I wrote a function that loops through a data array, performs some calculations and returns new arrays with the results. Unfortunately, some entries in the array contain zero values and cause a division by zero exception, which stops the code. Is there a way to generally ignore division by zero exceptions without wrapping every single line in a "try: except:" construct? Here is a very simplistic example:
var('a x y')
eq_y1 = y == a/x
eq_y2 = y == a*x
eq_y3 = y == a^x
def fun_loop(in_array):
out_array1 = np.zeros_like(in_array)
out_array2 = np.zeros_like(in_array)
out_array3 = np.zeros_like(in_array)
for i in srange(len(in_array)):
in_list = in_array[i]
for j in srange(len(in_list) - 1):
vdict = {}
vdict[a] = in_array[i][j]
vdict[x] = in_array[i][j+1]
out_array1[i,j] = eq_y1.rhs().subs(vdict)
out_array2[i,j] = eq_y2.rhs().subs(vdict)
out_array3[i,j] = eq_y3.rhs().subs(vdict)
return [out_array1, out_array2, out_array3]

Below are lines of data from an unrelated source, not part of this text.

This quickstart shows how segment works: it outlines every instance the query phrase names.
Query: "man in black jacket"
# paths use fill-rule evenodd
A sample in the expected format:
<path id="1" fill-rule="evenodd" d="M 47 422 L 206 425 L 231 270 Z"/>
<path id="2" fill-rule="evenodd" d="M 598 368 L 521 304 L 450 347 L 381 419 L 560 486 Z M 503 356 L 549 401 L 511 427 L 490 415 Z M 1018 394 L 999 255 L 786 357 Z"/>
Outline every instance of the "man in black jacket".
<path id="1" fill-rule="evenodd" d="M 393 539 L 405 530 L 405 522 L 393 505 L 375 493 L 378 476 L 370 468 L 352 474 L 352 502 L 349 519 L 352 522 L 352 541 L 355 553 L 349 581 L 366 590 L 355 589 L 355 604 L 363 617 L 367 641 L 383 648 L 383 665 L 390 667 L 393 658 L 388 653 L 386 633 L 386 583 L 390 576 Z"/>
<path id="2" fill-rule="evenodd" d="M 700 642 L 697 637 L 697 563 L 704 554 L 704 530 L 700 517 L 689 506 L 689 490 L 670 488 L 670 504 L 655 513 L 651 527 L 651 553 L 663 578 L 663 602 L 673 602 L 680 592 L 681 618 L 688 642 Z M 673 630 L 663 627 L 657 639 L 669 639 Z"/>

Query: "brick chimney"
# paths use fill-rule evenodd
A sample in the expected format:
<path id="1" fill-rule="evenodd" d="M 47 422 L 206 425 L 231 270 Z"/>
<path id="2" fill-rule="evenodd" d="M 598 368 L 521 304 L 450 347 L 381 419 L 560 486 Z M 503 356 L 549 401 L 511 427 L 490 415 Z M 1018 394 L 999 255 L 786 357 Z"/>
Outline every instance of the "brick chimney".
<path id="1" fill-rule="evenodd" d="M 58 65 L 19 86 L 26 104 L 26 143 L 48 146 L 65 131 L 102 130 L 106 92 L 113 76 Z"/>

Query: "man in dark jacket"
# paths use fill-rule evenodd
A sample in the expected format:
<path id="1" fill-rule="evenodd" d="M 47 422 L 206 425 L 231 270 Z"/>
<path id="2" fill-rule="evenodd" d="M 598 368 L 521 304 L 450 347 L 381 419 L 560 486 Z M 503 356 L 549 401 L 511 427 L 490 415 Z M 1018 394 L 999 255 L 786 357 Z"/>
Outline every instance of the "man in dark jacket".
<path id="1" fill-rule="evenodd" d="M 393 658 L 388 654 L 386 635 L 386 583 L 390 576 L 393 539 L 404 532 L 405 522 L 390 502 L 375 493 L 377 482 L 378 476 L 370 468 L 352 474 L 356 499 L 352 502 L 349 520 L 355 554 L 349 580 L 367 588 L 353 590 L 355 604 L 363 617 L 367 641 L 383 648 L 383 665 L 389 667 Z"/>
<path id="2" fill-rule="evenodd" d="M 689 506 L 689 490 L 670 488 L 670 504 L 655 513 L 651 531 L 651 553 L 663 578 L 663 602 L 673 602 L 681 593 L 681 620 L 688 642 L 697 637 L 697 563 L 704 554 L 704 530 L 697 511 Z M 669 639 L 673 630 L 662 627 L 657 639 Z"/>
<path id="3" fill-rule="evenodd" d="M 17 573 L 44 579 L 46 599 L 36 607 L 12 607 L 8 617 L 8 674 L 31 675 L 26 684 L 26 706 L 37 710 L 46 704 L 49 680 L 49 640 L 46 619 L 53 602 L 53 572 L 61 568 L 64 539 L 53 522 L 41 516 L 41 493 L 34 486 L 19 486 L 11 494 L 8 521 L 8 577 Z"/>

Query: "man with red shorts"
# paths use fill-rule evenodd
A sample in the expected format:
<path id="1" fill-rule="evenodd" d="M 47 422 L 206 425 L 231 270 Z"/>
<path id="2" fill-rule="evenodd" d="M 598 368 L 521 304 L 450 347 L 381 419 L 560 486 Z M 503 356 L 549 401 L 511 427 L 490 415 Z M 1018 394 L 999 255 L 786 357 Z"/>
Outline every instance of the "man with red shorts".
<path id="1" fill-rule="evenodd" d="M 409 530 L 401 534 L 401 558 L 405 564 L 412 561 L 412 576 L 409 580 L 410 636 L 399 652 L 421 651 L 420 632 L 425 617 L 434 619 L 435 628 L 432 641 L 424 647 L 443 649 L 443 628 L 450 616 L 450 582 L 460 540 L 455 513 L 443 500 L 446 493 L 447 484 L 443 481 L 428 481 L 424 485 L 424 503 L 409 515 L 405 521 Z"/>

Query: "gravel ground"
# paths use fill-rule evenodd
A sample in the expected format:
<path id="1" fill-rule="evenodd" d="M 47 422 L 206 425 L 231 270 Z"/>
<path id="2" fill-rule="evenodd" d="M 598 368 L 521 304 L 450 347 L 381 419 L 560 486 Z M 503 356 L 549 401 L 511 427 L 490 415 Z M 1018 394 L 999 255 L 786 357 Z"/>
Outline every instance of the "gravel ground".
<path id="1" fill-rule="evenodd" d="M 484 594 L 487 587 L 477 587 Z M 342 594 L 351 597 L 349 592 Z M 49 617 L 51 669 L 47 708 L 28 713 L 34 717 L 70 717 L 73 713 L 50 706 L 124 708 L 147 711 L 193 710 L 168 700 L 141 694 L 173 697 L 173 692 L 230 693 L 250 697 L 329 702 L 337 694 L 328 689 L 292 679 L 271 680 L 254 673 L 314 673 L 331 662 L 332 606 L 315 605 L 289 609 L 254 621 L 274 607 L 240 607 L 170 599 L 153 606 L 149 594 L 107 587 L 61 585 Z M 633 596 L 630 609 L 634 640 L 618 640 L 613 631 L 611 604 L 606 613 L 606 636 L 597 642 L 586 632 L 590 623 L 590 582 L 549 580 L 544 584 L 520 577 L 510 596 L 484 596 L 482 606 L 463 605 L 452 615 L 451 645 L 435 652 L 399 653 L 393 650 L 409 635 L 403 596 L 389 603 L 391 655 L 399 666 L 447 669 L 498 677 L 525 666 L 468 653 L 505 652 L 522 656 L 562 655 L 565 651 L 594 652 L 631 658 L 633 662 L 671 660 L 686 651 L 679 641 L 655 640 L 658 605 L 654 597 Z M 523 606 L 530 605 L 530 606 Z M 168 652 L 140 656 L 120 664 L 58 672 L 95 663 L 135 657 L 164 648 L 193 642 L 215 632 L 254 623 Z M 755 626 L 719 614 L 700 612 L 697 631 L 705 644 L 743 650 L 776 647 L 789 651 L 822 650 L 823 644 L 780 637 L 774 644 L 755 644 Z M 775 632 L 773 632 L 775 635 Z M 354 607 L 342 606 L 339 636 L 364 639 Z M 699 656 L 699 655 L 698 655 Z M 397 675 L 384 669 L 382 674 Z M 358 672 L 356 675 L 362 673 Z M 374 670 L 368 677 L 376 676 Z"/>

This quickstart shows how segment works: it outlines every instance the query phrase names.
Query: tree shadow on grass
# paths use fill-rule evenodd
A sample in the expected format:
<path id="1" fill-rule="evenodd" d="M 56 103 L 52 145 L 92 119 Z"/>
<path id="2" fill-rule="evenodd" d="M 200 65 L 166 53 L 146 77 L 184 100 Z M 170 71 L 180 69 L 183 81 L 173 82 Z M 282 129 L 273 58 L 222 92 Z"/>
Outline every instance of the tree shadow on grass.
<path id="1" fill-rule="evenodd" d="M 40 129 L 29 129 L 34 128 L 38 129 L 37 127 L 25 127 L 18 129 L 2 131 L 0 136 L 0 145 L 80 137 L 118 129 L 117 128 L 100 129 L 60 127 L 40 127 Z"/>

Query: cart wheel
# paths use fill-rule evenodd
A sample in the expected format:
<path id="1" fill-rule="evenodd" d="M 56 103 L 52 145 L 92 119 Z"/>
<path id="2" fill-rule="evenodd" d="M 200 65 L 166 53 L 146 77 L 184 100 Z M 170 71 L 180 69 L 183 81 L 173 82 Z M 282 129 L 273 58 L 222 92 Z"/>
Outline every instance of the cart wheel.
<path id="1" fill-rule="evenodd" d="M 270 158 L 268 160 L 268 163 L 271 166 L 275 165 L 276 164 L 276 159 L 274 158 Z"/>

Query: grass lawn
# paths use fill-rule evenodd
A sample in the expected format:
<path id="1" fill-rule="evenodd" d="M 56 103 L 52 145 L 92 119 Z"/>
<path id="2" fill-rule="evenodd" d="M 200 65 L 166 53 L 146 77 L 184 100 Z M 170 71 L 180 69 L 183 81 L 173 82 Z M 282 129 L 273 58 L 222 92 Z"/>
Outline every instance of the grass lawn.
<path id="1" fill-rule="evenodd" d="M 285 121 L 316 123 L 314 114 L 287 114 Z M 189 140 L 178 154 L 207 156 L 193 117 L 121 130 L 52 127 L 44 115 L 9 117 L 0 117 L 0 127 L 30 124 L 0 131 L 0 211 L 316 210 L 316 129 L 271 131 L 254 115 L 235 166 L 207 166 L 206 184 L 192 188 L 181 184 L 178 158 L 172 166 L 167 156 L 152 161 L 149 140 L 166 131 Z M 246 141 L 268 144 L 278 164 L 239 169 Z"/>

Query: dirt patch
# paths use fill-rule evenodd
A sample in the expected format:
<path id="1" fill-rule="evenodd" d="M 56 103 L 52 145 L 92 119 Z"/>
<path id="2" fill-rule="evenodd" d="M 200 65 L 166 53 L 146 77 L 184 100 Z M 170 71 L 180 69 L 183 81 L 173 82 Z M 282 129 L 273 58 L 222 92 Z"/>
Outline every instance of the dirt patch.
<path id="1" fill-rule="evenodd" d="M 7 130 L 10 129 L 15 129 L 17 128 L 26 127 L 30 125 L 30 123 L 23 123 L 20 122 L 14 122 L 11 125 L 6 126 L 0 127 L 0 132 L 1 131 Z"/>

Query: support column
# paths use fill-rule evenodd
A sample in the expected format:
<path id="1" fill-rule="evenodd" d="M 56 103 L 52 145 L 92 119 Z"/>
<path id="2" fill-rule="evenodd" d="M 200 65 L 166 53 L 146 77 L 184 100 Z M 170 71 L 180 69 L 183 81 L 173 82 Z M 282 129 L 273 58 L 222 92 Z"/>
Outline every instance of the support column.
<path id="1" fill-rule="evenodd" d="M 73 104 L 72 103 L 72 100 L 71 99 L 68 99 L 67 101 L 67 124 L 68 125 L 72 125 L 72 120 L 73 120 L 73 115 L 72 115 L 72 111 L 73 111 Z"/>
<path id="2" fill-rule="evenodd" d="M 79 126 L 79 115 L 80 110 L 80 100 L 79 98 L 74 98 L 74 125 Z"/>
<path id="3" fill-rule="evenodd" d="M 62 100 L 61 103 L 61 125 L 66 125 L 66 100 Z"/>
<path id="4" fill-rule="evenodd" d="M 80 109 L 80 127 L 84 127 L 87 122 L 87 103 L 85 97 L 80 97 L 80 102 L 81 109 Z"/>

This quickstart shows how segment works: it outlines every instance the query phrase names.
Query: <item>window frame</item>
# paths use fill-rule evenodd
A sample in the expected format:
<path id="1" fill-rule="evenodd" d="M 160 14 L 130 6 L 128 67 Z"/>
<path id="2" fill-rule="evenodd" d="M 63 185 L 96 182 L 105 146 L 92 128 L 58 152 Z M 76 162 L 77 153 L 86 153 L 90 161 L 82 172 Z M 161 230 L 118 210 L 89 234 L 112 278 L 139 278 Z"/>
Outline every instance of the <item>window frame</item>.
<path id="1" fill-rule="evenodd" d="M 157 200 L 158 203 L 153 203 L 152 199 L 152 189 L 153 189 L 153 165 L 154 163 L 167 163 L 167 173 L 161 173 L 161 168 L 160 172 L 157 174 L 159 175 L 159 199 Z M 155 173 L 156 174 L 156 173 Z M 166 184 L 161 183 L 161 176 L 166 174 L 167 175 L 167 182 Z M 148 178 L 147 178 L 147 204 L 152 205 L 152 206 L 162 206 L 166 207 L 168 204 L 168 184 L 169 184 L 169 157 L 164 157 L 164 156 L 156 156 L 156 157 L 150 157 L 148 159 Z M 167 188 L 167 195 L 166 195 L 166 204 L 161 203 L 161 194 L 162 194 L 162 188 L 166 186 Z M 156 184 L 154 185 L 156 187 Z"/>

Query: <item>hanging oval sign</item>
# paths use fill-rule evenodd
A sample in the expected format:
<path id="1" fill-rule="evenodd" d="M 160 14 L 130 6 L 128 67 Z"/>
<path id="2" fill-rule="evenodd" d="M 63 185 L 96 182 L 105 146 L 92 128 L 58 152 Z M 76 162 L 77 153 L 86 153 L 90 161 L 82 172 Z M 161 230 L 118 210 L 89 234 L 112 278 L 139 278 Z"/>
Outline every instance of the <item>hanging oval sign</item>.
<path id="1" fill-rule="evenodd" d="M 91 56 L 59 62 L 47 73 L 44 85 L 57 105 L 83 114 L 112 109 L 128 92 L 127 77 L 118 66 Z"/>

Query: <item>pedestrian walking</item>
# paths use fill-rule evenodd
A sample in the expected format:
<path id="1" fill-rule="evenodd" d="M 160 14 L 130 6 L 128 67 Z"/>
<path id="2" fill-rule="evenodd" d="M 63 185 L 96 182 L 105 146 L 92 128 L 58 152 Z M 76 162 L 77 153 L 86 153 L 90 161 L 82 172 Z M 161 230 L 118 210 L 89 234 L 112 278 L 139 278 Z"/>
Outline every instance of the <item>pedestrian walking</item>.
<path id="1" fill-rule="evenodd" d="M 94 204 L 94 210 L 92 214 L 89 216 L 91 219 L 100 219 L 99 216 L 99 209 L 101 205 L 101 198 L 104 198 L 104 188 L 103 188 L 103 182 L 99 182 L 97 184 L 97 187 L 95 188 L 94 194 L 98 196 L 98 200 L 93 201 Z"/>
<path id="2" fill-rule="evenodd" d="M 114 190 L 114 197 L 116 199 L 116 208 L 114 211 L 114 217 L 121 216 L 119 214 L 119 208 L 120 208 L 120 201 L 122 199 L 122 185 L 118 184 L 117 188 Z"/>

in_array = np.array([[3,2,1],[2,1,3],[-3,-1,-2]])
fun_loop(in_array)
returns: [array([[1, 2, 0], [2, 0, 0], [3, 0, 0]]), array([[6, 2, 0], [2, 3, 0], [3, 2, 0]]), array([[9, 2, 0], [2, 1, 0], [0, 1, 0]])]
However:
in_array = np.array([[3,2,1],[2,1,3],[-3,-1,-2]])
fun_loop(in_array)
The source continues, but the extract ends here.